The Roderick MacArthur Justice Center filed an amicus brief (pdf) in the case on behalf of legal and political leaders including former U.S. Senator Adlai Stevenson and former Illinois Governor Jim Thompson urging immediate hearings for Wrice and the 14 other alleged torture victims still in prison.
Last year, a state appeals court ruled that Wrice was entitled to the hearing, which could lead to the reversal of his conviction. Prosecutors sought to block that hearing in an appeal to the State Supreme Court, claiming that the torture inflicted by Burge's notorious "Midnight Crew" was "harmless error."
In the Supreme Court's opinion in Wrice's case, Justice Mary Jane Theis wrote for a unanimous court, "Use of a defendant's physically coerced confession as substantive evidence of his guilt is never harmless error."
The Court's opinion in Wrice's case should apply to the 14 other Burge victims who remain behind bars, despite claims similar to Wrice's.
Channel 7 coverage (video) about the significance of the decision from former Illinois Gov. Thompson and MacArthur Justice Center Attorney Bowman.
Updated - 02/07/12
Alleged Burge Torture Victim Granted New Hearing
More than 20 men who were allegedly tortured by Jon Burge and his men remain in prison. One of these men - Stanley Wrice - won a victory last week when the Court granted him an evidentiary hearing (pdf) where, for the first time, he will be permitted to show that his alleged torture at the hands of John Byrne and Peter Dignan, two of Burge's men, was part of the larger pattern of abuse of African American suspects by detectives working for Burge.
The MacArthur Justice Center had filed an amicus brief with the Appellate Court in Wrice's case arguing that, for the good of the Illinois criminal justice system, Wrice had to be afforded a full and fair hearing on his torture claim.
Updated - 12/13/2010
Attorneys and Human Rights Activists to Court: Allow Burge Victims to Air Claims of Torture
As over 20 men continue to languish in prison for wrongful convictions resulting from the Jon Burge torture scandal, attorneys and human rights activists recently asked the Illinois Appellate Court to clear the way for full and fair hearings into their claims of abuse.

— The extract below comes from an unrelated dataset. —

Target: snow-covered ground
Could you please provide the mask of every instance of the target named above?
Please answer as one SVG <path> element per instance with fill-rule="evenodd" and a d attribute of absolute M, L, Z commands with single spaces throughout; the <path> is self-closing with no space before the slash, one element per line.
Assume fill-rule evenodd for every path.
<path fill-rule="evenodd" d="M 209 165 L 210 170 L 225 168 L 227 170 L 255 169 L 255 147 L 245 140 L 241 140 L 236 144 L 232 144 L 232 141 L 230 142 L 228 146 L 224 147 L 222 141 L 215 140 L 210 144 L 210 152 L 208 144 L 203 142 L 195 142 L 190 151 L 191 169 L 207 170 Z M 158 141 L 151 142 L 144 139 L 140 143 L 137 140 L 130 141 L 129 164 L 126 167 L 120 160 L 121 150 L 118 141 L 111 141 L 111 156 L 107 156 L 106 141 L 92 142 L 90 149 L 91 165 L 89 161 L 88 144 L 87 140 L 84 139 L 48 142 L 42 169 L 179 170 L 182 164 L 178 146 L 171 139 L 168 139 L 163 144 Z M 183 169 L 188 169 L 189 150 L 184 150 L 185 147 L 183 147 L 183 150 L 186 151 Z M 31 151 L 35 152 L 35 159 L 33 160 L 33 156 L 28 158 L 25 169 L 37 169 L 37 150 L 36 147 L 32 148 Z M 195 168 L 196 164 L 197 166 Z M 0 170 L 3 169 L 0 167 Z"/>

In a "friend of the court" brief filed in support of Stanley Wrice - who alleges he was beaten into confessing by John Byrne (Burge's "right hand man") and Peter Dignan (a member of Burge's "Midnight Crew") - advocates argue Wrice and the other still-incarcerated men deserve prompt and complete hearings into their claims that their convictions rest on confessions procured by torture.